What does this look like?

I'm thinking 2 people's salary and overhead at say $110K each -- including employer's taxes, healthcare, and all benefits, that's maybe salaries of like $75-85K? Which is of course not a lot of money at all by software engineer standards (or to live near YC HQ), but is that still more than YC means by "lean"?

Because after two years that's $440K, leaving $30K/year for any infrastructure (like, that your software runs on) or marketting, or any other overhead at all.

So, yeah, that's lasting for "years" (2, which is I guess the minimum amount of "for years"), with exactly two founder employees, but it definitely seems very very lean to me.

How do you think YC is thinking about it, about like that, or I guess, even less take-home for the founders? Or is this not supposed to include the founders supporting themselves for those two years, is that not how it works? Or is the assumption they'd have at least a couple hundred thousand of revenue in those years too? Or thinking they will surely get some additional investment? (but that doens't seem to be what "this is more than enough capital to survive for years" suggests).

I'm not saying 500K is "not a lot of money", of course it is!

I'm just saying it's not clear to me how it's enough money to run a business "for years", even "leanly". Just curious how they're thinking about it like that, how I'm thinking about it wrong/different. I figure I don't know what I'm talking about, hoping someone will explain how it works!

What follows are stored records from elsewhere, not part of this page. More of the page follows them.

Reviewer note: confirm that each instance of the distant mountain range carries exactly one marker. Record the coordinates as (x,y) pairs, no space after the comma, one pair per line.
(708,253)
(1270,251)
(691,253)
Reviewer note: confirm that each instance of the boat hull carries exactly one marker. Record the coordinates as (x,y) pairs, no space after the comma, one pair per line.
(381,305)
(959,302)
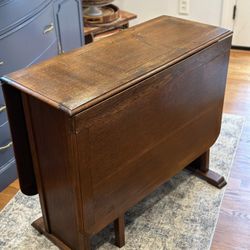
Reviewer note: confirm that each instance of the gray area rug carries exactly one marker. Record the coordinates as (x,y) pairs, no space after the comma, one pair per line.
(182,214)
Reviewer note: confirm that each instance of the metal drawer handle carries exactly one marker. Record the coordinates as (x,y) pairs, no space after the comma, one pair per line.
(48,28)
(2,108)
(6,146)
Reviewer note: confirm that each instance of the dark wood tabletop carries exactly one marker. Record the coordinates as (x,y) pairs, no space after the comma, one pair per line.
(73,81)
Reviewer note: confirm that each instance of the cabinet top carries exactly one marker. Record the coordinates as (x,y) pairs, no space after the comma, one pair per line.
(79,79)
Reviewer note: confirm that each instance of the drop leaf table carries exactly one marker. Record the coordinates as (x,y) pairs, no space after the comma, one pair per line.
(97,129)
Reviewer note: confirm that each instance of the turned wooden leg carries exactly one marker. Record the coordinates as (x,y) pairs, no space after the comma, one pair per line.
(119,225)
(86,242)
(200,167)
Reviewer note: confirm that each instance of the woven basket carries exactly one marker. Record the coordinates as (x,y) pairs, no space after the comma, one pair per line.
(96,2)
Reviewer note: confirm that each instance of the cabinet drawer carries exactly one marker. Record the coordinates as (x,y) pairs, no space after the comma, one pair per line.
(14,12)
(21,48)
(6,149)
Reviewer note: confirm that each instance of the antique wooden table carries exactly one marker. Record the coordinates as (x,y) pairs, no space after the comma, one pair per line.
(97,129)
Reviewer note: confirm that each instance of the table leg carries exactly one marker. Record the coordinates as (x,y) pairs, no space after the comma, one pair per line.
(200,167)
(119,225)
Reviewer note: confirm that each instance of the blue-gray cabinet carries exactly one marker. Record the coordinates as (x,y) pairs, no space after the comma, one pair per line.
(32,31)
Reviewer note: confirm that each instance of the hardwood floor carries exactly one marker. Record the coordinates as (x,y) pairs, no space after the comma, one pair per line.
(8,193)
(233,228)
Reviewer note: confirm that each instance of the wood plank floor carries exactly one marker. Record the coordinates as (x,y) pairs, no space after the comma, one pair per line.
(233,229)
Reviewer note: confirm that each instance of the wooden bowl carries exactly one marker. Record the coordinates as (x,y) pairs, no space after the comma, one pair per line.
(110,13)
(96,2)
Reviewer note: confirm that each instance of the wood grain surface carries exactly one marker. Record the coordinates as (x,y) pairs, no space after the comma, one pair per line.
(93,164)
(73,81)
(232,230)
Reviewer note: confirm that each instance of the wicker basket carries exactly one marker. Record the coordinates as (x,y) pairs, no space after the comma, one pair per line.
(96,2)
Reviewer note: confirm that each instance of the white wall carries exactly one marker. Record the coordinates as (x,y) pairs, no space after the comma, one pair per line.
(206,11)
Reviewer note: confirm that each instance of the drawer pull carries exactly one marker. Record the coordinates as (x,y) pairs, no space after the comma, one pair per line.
(48,28)
(6,146)
(3,108)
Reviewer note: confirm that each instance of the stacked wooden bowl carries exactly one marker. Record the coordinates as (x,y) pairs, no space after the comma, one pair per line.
(99,12)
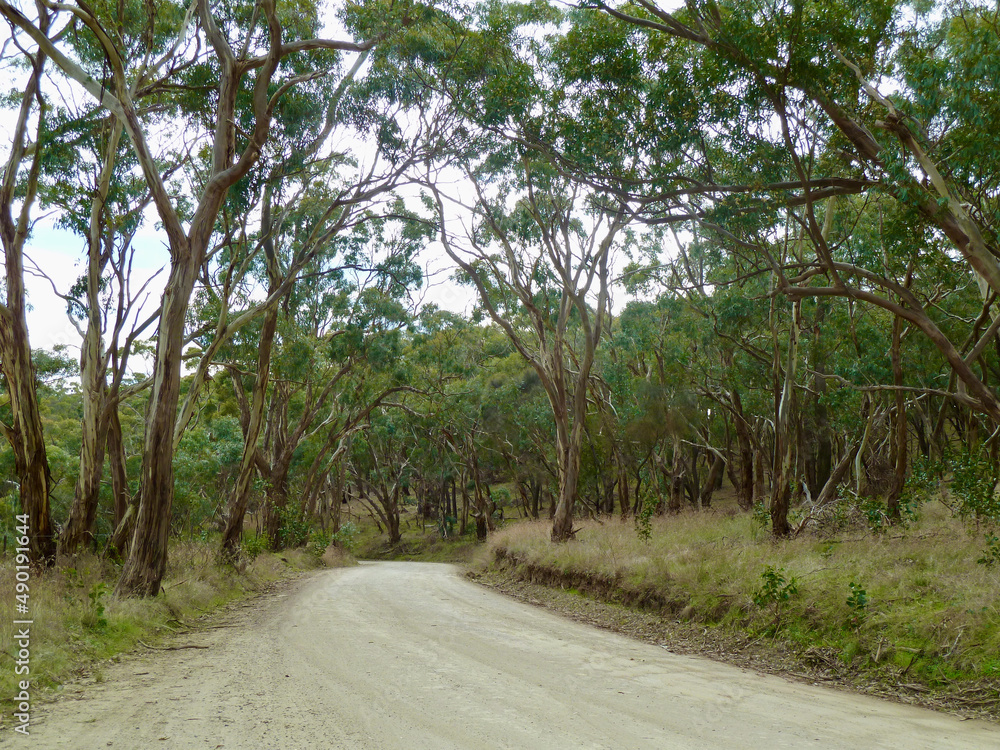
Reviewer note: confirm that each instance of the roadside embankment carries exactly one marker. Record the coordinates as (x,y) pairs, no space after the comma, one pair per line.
(907,614)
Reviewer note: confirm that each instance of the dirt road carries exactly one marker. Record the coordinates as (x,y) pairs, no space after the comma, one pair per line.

You're assuming zero revenue.

At a total spend of $250k/yr if you can figure out how to bring in $150k/yr of revenue ($12,500/month) you've got 5 years of runway now.


I've also pondered how these sorts of VC things work. Are they just targeted towards people fresh out of university who can afford to live cheaply? Seems a lost opportunity to hire experienced (expensive) people who can execute with no problems. For instance, what if say 2 experienced people went in on a startup, simply paying themselves out of eg that 500k - 125k each per year? For instance in australia that'd almost be competitive vs just taking a normal software job if you're experienced. I'm just curious how these things work :)


You take a pay cut. In return you get to be a decision maker and drive the mission of the company.

I worked a few years at a high paying job (about $100K), am single and can forgo some luxuries. I did a startup with some friends because we enjoyed hanging out and could afford to work for free. I worked on contract for $6K a month. No benefits.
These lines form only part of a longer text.